A new Yale study on diabetes may enable breakthroughs in the prevention and treatment of autoimmune disorders.
Researchers at the Yale School of Medicine have discovered the mechanism behind teplizumab, an experimental drug used to treat Type 1 diabetes, an autoimmune disorder in which the body attacks its own insulin — producing cells in the pancreas. This study’s use of a mouse model may help develop treatments for other autoimmune diseases, including cancer, scientists interviewed said.
Teplizumab was developed in 2007 to stop the destruction of the insulin-producing cells by altering the function of certain T-cells, which regulate the immune system. Frank Waldron-Lynch, clinical fellow in Yale’s Department of Internal Medicine and lead author of the study, explained that while the results of teplizumab’s phase three clinical trial have been published already, the complete mechanism of teplizumab was unclear before now.
“The study is significant for understanding the nuance of treatment for Type 1 diabetes,” Waldron-Lynch said. “By understanding the mechanism of the drug, you gain an insight of how to better use that drug in patients.”
Waldron-Lynch’s team utilized the established humanized mouse model to study the mechanism behind teplizumab.
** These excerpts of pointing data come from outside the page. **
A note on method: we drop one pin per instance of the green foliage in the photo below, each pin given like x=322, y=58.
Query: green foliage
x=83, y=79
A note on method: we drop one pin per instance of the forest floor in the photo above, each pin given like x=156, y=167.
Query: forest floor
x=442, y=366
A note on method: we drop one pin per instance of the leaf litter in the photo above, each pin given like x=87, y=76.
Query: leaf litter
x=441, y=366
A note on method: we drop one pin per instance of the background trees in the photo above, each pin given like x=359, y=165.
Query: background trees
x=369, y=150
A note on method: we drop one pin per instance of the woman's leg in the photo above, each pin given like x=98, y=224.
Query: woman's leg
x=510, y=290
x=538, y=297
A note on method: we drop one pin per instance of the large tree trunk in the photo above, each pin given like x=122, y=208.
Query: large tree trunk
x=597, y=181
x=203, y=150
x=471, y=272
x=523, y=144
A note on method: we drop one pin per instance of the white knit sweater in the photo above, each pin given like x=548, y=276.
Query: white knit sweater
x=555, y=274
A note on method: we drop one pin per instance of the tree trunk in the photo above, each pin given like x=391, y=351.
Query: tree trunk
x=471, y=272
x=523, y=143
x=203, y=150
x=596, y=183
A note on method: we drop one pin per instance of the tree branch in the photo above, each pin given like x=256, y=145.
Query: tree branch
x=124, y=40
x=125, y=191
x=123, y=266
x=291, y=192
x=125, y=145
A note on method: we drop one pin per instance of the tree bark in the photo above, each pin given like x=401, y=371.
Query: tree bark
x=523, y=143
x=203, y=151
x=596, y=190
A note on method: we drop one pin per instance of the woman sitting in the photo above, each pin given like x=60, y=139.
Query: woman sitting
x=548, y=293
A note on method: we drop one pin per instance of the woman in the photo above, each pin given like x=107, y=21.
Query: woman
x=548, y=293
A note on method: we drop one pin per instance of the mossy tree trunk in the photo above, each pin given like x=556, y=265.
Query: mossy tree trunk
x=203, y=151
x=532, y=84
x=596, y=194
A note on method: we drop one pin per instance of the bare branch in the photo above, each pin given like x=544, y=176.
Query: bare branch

The model, developed by researchers at the Jackson Laboratory, a non-profit biomedical research institution, enables scientists to study human immune systems without human subjects. Newborn immunodeficient mice are injected with human stem cells and develop human immune systems within 12 weeks.
The researchers found that in the mice, teplizumab caused specific T-cells to travel from the circulatory system to the small intestine. The T-cells then produced antibodies, which enabled them to regulate the immune system when the T-cells returned to the circulatory system. Previous studies had identified the T-cell antibodies as regulatory agents in the circulatory system, but the process occurring in the small intestine was unknown.
Kevan Herold, coresearcher and deputy director for translational science at the Medical School, said that while mice are different from people, the humanized mice model provides the best way for researchers to study drugs in mice and predict their effects on humans.
“If you have a mouse with a human immune system you can address a lot of questions [about the mechanism and effect of the drug],” Herold said.
In the same way that discovering the structure of penicillin enabled scientists to create more targeted drugs like amoxicillin, knowing more about the mechanism of teplizumab may lead researchers to develop more targeted therapies for type 1 diabetes, Waldron-Lynch added.
The study also opens doors to developments in the treatment of other autoimmune diseases, said Leonard Schultz, professor at the Jackson Lab. Improvements in the humanized mouse model could aid pharmaceutical companies in designing immunotherapy treatments for infectious and autoimmune diseases including cancer, inflammatory bowel disease and HIV.
The study was published on Jan. 25 in the journal Science Translational Medicine.